Example: You have a credit card with an $800 balance. Let’s say the card has a credit limit of $2,000. Your utilization ratio is 40% (800/2,000=0.40), which is way too high. In this case, your balance shouldn’t exceed $600 to maintain a 30% ratio.
But to really boost your score, here’s a tip: If you keep your balance under 10%, which would be $200 (200/2,000=0.10), you’ll maximize this part of the FICO score.
Length of Credit History: 15%
The FICO algorithm considers how long your credit accounts have been open, from the youngest to the oldest account. The score also looks at the average age of all of your credit accounts. The longer you’ve had credit — and used it successfully — the better it is for your score.
New Credit: 10%
Every time you apply for a credit card, it results in a hard inquiry. An inquiry can lop anywhere from zero to five points off of your credit score.

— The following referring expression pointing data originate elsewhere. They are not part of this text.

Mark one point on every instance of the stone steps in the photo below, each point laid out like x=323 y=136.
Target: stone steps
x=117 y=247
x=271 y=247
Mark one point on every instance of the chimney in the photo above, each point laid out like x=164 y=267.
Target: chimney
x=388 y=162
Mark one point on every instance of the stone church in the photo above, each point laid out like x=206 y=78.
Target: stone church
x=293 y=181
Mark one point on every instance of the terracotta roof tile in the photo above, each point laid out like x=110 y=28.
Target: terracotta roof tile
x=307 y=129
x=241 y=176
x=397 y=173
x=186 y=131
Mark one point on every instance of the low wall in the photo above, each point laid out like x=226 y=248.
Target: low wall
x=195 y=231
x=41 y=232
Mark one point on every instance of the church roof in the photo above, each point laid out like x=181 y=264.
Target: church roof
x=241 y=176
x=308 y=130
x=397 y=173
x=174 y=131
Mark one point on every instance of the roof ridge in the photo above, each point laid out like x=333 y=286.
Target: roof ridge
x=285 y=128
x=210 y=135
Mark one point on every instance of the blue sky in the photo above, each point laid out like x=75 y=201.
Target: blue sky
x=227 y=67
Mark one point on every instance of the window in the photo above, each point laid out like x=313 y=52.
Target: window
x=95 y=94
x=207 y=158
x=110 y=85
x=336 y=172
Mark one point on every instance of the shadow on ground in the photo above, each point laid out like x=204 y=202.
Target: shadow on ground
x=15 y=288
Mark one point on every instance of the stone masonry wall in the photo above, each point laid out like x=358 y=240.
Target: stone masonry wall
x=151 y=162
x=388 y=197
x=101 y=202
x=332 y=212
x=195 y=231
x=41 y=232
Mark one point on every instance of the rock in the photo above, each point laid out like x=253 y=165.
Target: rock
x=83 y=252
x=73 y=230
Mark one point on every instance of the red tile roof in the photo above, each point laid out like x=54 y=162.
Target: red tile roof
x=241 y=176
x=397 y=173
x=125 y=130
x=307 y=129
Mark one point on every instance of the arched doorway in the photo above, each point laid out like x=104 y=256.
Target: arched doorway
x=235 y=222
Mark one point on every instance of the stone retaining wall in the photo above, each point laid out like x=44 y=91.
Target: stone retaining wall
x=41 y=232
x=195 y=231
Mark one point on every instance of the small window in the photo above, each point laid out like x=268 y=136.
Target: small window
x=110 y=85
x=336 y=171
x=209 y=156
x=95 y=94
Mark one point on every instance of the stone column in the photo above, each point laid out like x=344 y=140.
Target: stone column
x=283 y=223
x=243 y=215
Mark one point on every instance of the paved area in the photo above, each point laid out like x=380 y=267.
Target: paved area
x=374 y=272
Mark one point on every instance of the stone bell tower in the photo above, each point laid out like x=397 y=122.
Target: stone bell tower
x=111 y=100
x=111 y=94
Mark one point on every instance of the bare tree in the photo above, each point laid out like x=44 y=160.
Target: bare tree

When you’re hanging onto a 670 score, the last thing you need is to lose five to 10 points because you decided to apply for two new credit cards. So, limit new credit applications while you’re working on improving your score.
In case you’re looking for a mortgage and want to compare offers, the FICO score allows for rate shopping. This means you can shop around, but do it within a 45-day window. This will make it count as one inquiry instead of several.
But note that some scores limit rate shopping to a 14-day window. So, it’s better to do your comparison shopping in as short an amount of time as possible.
Credit Mix: 10%
I know it seems like 10% is small enough to ignore, but every point counts.
Here’s how credit mix helps your score: If your report shows that you’ve been able to responsibly use different types of credit over time, it makes you look very creditworthy.
There are revolving accounts and installment accounts. A revolving account offers a credit limit or line of credit. The borrower decides how much credit to use and pays it back by the due date or over time with interest. Examples of revolving accounts include credit cards and home equity lines of credit, or HELOCs.
[Read: Best Home Equity Loans.]
Installment loans have a fixed interest rate and the monthly payment is the same every month. Examples include mortgages and student loans.
How to Improve a 670 Credit Score
There isn’t a quick fix to make your score jump 100 points in a week. But if you follow these tips and have patience, you’ll start seeing your score increase.
— Pay your bills on time: You now know how important payment history is for your credit score. Know when bills are due, and make sure they get paid on time.
— Don’t close credit card accounts: If you close a credit card account, you’ll lose the available credit. This can make your credit utilization ratio increase. You also risk shortening the average age of all your credit accounts. Unless there’s a pressing reason to close the account, keep it open and use the card once a month to keep the account active.
— Don’t apply for new credit: Avoid having your score go down due to inquiries. If you legitimately need a new card, that’s fine. The additional available credit should offset the ding to your score. But spread out applications so your score goes up, not down.
— Don’t carry a balance: Set up a budget, and track your expenses. If you don’t know how much you put on your credit card, you’re likely to spend more than you can pay off each month. Credit cards have compound interest on balances. This means debt grows quickly and the high balances will drag down your score.